Participants are labeled by the category of their sampling location, one of:

  • hospital
  • clinic
  • kiosk
  • daycare
  • shelter
  • atHome

and obervations are drawn from each category within specified geographic catchments and time windows. Catchments are overlapping but differ in detail among categories. All preferentially sample from neighborhoods within the Seattle city boundary, but retain some probabability of capturing people who live in the rest of King County.

As with the real study, analysis must be mindful of the fact that the observed population is not representative of the total population that partipates transmission.

Auspice-ready derived data

For H1N1pdm, H3N2, B_Victoria, B_Yamagata, and RSVa, also provided are time-scaled and genetic divergence phylogenetic trees with associated metadata for both the observed tips and (most of) the ancestral nodes.

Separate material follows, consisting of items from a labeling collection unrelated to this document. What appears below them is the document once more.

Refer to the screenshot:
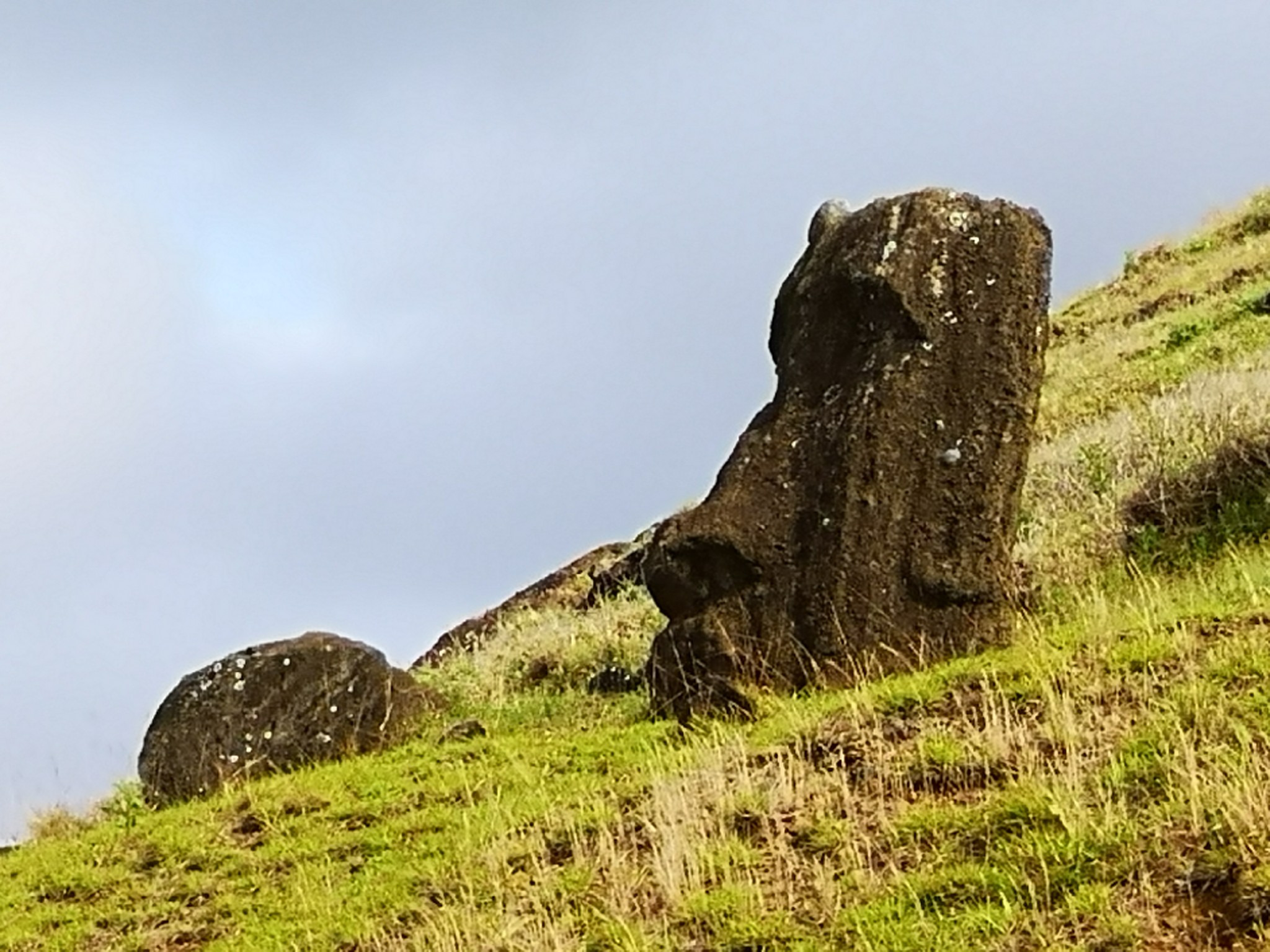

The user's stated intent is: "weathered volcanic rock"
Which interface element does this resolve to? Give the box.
[642,189,1050,718]
[411,533,651,669]
[137,632,433,804]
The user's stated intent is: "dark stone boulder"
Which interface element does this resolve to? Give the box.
[642,189,1050,720]
[411,532,651,669]
[137,632,435,806]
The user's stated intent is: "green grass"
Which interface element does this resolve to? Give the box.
[0,193,1270,952]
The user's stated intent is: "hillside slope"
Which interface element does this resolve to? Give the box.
[0,192,1270,952]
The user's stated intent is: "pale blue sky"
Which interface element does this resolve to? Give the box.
[0,0,1270,840]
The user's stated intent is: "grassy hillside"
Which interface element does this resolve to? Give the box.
[0,192,1270,952]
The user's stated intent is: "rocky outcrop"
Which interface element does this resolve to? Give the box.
[411,531,653,669]
[137,632,435,804]
[642,189,1050,718]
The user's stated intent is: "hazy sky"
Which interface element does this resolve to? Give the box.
[0,0,1270,840]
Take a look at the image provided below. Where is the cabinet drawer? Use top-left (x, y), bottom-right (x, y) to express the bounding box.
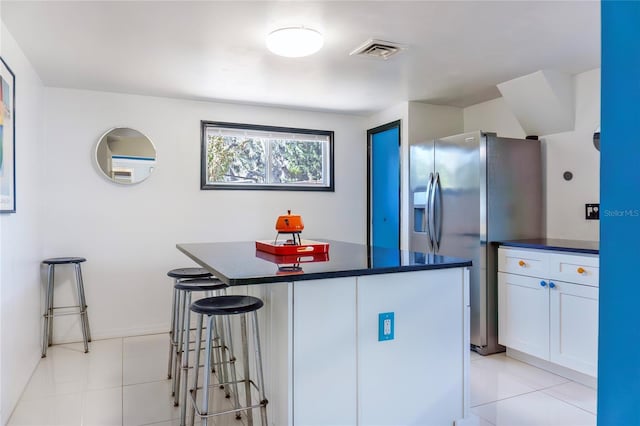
top-left (498, 248), bottom-right (549, 278)
top-left (549, 253), bottom-right (600, 287)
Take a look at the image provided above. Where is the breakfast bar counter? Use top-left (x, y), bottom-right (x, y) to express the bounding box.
top-left (177, 240), bottom-right (471, 426)
top-left (176, 240), bottom-right (471, 285)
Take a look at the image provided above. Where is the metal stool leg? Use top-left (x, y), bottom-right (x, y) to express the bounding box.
top-left (178, 291), bottom-right (192, 426)
top-left (251, 311), bottom-right (267, 426)
top-left (41, 265), bottom-right (54, 358)
top-left (75, 263), bottom-right (91, 342)
top-left (202, 316), bottom-right (213, 426)
top-left (173, 291), bottom-right (189, 407)
top-left (240, 314), bottom-right (253, 426)
top-left (222, 316), bottom-right (242, 419)
top-left (167, 286), bottom-right (178, 379)
top-left (76, 265), bottom-right (89, 353)
top-left (190, 315), bottom-right (202, 426)
top-left (47, 265), bottom-right (56, 346)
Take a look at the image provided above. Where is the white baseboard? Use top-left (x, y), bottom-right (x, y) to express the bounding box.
top-left (507, 348), bottom-right (598, 389)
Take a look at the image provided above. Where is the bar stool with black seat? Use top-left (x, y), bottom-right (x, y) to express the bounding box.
top-left (189, 295), bottom-right (268, 426)
top-left (42, 257), bottom-right (91, 358)
top-left (173, 277), bottom-right (228, 412)
top-left (167, 267), bottom-right (212, 395)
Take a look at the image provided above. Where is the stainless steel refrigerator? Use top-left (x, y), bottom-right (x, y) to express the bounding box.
top-left (409, 131), bottom-right (544, 355)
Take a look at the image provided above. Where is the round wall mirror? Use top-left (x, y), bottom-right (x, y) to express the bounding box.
top-left (96, 127), bottom-right (156, 184)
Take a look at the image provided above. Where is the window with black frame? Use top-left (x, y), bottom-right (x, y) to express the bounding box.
top-left (200, 121), bottom-right (334, 191)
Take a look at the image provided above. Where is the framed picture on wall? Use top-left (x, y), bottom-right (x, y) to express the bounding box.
top-left (0, 57), bottom-right (16, 213)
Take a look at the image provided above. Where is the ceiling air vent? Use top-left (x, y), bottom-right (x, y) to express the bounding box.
top-left (349, 39), bottom-right (407, 60)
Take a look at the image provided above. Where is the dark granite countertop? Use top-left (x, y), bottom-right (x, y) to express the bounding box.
top-left (176, 240), bottom-right (471, 285)
top-left (496, 238), bottom-right (600, 254)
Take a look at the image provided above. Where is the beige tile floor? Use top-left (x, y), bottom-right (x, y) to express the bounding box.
top-left (9, 334), bottom-right (596, 426)
top-left (8, 334), bottom-right (244, 426)
top-left (470, 352), bottom-right (596, 426)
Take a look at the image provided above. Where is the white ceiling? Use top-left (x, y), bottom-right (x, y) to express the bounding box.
top-left (0, 0), bottom-right (600, 114)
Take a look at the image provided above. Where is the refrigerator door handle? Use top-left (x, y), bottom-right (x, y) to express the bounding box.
top-left (427, 173), bottom-right (438, 253)
top-left (423, 172), bottom-right (433, 252)
top-left (431, 173), bottom-right (442, 253)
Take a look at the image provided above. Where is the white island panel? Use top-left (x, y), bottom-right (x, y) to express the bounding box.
top-left (293, 277), bottom-right (357, 426)
top-left (357, 268), bottom-right (469, 426)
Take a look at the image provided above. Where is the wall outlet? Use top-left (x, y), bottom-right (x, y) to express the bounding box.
top-left (584, 204), bottom-right (600, 220)
top-left (378, 312), bottom-right (395, 342)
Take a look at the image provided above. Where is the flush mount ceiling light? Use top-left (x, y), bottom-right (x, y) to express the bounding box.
top-left (267, 27), bottom-right (324, 58)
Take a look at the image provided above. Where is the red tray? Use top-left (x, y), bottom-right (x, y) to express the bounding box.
top-left (256, 250), bottom-right (329, 265)
top-left (256, 240), bottom-right (329, 255)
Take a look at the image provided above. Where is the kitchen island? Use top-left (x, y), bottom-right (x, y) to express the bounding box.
top-left (177, 241), bottom-right (471, 426)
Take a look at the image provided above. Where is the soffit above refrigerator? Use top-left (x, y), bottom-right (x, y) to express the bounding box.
top-left (497, 70), bottom-right (575, 136)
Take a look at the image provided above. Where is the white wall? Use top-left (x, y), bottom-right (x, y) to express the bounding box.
top-left (0, 24), bottom-right (44, 424)
top-left (44, 88), bottom-right (366, 341)
top-left (464, 69), bottom-right (600, 241)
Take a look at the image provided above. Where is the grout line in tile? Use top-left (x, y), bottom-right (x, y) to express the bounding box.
top-left (540, 381), bottom-right (598, 416)
top-left (471, 389), bottom-right (540, 408)
top-left (120, 337), bottom-right (124, 426)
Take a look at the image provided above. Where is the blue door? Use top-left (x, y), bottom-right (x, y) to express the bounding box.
top-left (367, 121), bottom-right (400, 248)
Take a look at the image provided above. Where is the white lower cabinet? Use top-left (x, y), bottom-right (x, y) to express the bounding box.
top-left (549, 281), bottom-right (598, 377)
top-left (498, 248), bottom-right (599, 377)
top-left (498, 272), bottom-right (549, 358)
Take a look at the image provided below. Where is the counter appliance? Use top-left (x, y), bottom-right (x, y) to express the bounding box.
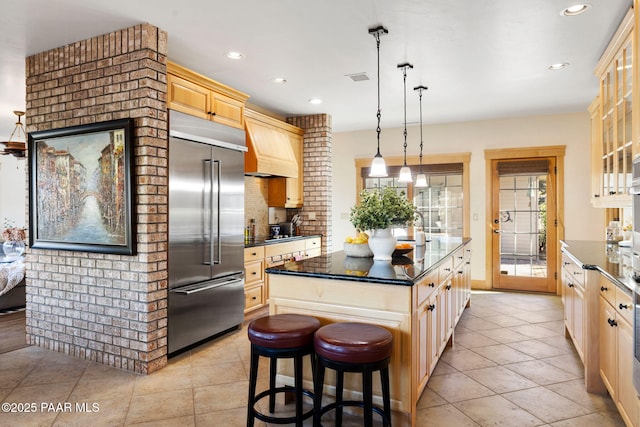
top-left (167, 110), bottom-right (246, 354)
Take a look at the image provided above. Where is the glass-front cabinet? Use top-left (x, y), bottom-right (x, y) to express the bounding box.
top-left (590, 6), bottom-right (634, 207)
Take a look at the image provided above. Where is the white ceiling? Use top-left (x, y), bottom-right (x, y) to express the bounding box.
top-left (0, 0), bottom-right (632, 140)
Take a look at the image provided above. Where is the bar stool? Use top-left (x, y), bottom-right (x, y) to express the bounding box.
top-left (313, 322), bottom-right (393, 427)
top-left (247, 314), bottom-right (320, 427)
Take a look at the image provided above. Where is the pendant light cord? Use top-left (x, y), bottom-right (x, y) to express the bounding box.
top-left (375, 32), bottom-right (382, 156)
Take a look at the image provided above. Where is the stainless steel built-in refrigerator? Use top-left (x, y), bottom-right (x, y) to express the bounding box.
top-left (167, 110), bottom-right (246, 354)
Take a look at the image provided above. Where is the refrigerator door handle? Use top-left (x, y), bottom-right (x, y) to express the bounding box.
top-left (211, 160), bottom-right (222, 264)
top-left (171, 278), bottom-right (242, 295)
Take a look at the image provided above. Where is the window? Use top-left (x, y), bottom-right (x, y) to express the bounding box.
top-left (356, 154), bottom-right (470, 239)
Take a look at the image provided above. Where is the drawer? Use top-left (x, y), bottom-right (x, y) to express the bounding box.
top-left (244, 285), bottom-right (264, 313)
top-left (615, 286), bottom-right (633, 325)
top-left (600, 276), bottom-right (617, 307)
top-left (438, 257), bottom-right (453, 283)
top-left (244, 260), bottom-right (264, 285)
top-left (244, 246), bottom-right (264, 262)
top-left (264, 239), bottom-right (306, 257)
top-left (415, 270), bottom-right (439, 307)
top-left (304, 237), bottom-right (322, 252)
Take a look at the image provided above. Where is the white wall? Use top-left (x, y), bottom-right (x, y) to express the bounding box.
top-left (0, 156), bottom-right (28, 232)
top-left (332, 112), bottom-right (604, 281)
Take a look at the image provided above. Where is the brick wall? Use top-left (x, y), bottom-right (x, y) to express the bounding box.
top-left (287, 114), bottom-right (332, 254)
top-left (26, 24), bottom-right (168, 373)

  • The time-scaled phylogentic tree is a direct downsampling of the true transmission tree, with some zero-distance nodes added to ensure a bifurcating tree structure, and some artifical deep root nodes to join disconnected components of the simulated transmission trees for each pathogen.
  • The nucleotide divergence phylogenetic tree is just based on a poisson mutation rate given the time tree. I don't plan to simulate any sequences in the near-future.
  • The tree metadata is inhereted from from the true transmission tree for both sampled tips and ancestral nodes. The only nodes without metadata are deep ancestral nodes that don't really exist in the simulations, but are the results of joining independent transmission lineages with a hack-a-coalescent model. In real data, these nodes would root outside the Seattle Metro area as the origins of independent importations to the region. (If auspice needs metadata for these nodes to work, I can cook some up.)

In addition to the "observed" variables decribed above, the auspice-ready metadata files also include some variables that are unobservable in the real world, but are useful for thinking about model outputs that can (or will someday) be inferred from real data:

  • importation event that each infection descends from
  • beta (indiviual-level infectiousness)
  • infectiousDuration (individual-level)
  • SIR-cluster membership. (This is an internal simulation detail. The transmission model has simple two-scale dynamics where clusters with SIR mass-action dynamics spawn new clusters stochastically. The result is a simulation with non-mass-action large scale dynamics, where transmission mixes mass-action dynamics and bottlenecks between mass-action pools.)